3. Our judgements of whether the test treatment was superior to control were, in some cases, subjective. Where the authors of a paper failed to provide an explicit statement of their conclusions or a statistical analysis, we made a judgement of outcome that was, arguably, subjective. We reanalyzed the Chinese data from the second study and found that in only 5 of the 109 studies was such a judgment made. Excluding these studies would not appreciably change the results: 103 positive results from 104 trials is little different from 108 out of 109.
4. Trials conducted in certain countries may involve more outcome measures and “data dredging.” Both of these maneuvers would increase the chance that the study met our criterion that the acupuncture intervention be statistically superior to the control intervention for at least one outcome measure. As a check, we conducted an informal post hoc review of our data; however, we saw no evidence that trials from countries we found to produce exclusively positive results reported numerous outcome measures more often than did those from other countries. Moreover, we did not find appreciable numbers of papers with “mixed statistics,” where there were differences between some outcome measures but not others...
5. Trials may have been conducted with different levels of methodologic rigor. Schulz et al [8] have observed that methodologically rigorous trials show smaller differences between experimental and control groups than do those conducted with less rigor. If trials from certain countries involved, say, insufficient blinding or inadequate concealment or randomization, this might explain, at least in part, the greater proportion of positive trials. If our results are due to low methodologic rigor, then the implications for systematic review are not as obvious as they might appear. A discerning reader can often, but not always, identify poor methodology. For example, the method of allocation concealment is unclear in the great majority of studies [8, 9]. Most reports state only that random assignment was used but do not give sufficient information to allow a judgment of whether or not it was conducted properly...
6. Publication bias may be greater in some countries than in others. Publication bias is the tendency for individuals to submit or publish trials depending on the direction or strength of the findings. Dickersin [6], for example, found that clinical trials were much more likely to be published if there were statistically significant differences among treatment groups. If there were national variations in publication bias, one would expect that the overall proportion of positive trials wouldtend to be higher in countries with the greatest publication bias.
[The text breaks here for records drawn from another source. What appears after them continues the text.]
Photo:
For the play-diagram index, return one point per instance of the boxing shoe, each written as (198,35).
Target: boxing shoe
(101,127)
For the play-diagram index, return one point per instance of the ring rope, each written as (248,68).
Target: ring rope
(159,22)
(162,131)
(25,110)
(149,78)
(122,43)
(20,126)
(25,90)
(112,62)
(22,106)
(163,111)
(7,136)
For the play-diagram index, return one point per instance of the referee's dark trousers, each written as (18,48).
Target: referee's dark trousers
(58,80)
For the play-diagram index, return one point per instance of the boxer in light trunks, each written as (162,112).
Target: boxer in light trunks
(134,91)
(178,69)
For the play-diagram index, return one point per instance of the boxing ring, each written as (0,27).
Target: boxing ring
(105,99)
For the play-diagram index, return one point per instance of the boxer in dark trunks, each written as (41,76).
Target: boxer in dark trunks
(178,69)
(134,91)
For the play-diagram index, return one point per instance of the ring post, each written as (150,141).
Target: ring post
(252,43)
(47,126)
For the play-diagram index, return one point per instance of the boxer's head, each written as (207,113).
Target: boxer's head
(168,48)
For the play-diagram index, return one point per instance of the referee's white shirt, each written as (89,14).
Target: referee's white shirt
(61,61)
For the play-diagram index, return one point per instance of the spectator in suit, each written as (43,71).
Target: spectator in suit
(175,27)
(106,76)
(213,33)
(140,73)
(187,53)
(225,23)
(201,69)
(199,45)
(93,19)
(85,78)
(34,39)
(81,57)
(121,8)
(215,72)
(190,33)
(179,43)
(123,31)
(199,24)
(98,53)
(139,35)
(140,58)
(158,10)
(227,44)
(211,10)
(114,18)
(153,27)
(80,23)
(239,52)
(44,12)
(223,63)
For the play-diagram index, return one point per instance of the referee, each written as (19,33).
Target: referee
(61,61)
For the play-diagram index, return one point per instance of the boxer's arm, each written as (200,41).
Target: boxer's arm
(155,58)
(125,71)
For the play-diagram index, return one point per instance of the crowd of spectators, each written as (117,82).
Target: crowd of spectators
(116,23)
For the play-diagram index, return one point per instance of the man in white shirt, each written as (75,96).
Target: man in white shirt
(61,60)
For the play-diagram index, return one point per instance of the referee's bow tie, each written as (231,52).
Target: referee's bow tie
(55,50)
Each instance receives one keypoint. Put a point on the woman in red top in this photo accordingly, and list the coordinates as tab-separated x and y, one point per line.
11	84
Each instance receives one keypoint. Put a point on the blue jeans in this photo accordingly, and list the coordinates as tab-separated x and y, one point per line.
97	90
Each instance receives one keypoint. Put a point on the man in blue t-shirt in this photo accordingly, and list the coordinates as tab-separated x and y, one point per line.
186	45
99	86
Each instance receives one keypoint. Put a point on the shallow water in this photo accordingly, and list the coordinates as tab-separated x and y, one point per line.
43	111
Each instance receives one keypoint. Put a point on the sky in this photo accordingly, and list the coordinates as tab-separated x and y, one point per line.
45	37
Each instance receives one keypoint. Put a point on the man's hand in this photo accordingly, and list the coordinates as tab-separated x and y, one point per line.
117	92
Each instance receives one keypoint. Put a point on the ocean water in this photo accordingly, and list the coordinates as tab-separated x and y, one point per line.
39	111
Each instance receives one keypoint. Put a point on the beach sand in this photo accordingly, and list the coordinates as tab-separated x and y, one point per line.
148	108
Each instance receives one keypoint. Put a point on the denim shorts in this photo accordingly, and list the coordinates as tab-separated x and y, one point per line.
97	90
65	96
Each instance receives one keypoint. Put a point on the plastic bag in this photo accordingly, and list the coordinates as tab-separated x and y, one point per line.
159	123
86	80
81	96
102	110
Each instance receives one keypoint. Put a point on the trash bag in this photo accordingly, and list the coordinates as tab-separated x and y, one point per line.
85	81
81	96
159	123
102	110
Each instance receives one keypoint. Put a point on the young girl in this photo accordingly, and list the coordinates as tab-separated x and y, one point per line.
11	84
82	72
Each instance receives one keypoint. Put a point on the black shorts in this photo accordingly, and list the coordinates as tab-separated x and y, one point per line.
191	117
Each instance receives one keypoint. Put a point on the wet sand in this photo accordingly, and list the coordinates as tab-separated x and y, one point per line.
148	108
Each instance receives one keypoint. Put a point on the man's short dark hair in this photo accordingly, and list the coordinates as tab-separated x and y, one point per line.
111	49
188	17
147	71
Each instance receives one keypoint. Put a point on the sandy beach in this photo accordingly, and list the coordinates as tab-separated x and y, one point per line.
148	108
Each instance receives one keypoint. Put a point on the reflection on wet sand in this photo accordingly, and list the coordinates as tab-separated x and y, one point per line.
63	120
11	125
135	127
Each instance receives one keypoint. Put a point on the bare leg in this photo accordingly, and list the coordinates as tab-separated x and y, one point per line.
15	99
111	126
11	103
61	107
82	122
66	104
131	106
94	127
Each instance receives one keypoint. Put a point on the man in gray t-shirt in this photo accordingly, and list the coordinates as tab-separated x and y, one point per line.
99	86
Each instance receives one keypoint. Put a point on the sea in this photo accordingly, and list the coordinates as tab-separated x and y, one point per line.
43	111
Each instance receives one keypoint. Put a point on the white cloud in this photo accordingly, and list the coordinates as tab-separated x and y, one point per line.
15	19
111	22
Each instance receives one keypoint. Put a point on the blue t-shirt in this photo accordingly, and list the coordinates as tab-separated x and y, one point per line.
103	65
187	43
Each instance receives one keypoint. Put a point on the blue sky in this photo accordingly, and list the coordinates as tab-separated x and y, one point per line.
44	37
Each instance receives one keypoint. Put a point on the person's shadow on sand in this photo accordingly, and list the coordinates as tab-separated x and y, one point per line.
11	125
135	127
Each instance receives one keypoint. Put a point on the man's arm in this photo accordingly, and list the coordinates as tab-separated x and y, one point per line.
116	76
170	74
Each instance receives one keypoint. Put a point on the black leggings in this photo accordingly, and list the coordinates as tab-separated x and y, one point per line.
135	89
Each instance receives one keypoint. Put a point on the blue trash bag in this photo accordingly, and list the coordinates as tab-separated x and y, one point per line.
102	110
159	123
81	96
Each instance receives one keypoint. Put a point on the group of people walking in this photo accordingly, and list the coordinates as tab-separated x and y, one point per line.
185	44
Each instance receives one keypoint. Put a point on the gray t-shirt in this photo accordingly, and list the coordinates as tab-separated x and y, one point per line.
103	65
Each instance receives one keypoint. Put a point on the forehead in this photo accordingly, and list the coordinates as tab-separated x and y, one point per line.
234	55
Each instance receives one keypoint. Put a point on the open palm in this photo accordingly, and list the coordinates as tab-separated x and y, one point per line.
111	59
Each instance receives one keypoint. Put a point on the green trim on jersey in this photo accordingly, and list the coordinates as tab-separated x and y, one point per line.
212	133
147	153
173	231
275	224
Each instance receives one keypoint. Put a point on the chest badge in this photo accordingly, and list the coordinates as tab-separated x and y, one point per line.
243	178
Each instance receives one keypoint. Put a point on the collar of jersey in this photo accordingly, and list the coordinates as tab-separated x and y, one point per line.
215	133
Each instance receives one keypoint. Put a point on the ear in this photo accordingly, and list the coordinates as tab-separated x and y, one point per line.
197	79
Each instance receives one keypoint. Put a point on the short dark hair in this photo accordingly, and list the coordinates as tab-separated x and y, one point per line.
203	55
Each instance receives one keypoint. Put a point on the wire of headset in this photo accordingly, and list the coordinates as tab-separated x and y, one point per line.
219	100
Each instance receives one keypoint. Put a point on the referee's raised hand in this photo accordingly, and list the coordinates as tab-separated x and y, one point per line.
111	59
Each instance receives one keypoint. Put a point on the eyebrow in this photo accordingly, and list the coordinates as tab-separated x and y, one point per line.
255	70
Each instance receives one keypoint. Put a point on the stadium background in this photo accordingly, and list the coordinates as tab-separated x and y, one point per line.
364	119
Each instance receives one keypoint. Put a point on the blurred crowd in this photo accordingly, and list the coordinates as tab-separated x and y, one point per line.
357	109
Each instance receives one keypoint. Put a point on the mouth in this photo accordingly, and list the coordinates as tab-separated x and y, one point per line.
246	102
If our results were indeed due to publication bias, there would be a number of implications for the science of systematic review. The usual method by which systematic reviewers circumvent publication bias is to undertake extensive searches for unpublished material. It is unclear whether this would be feasible in China and Russia/USSR. Furthermore, if the lack of negative findings is evidence that trials conducted in these countries are insufficiently rigorous, such extensive literature-searching may not be a good use of resources, particularly given the very high costs of translation."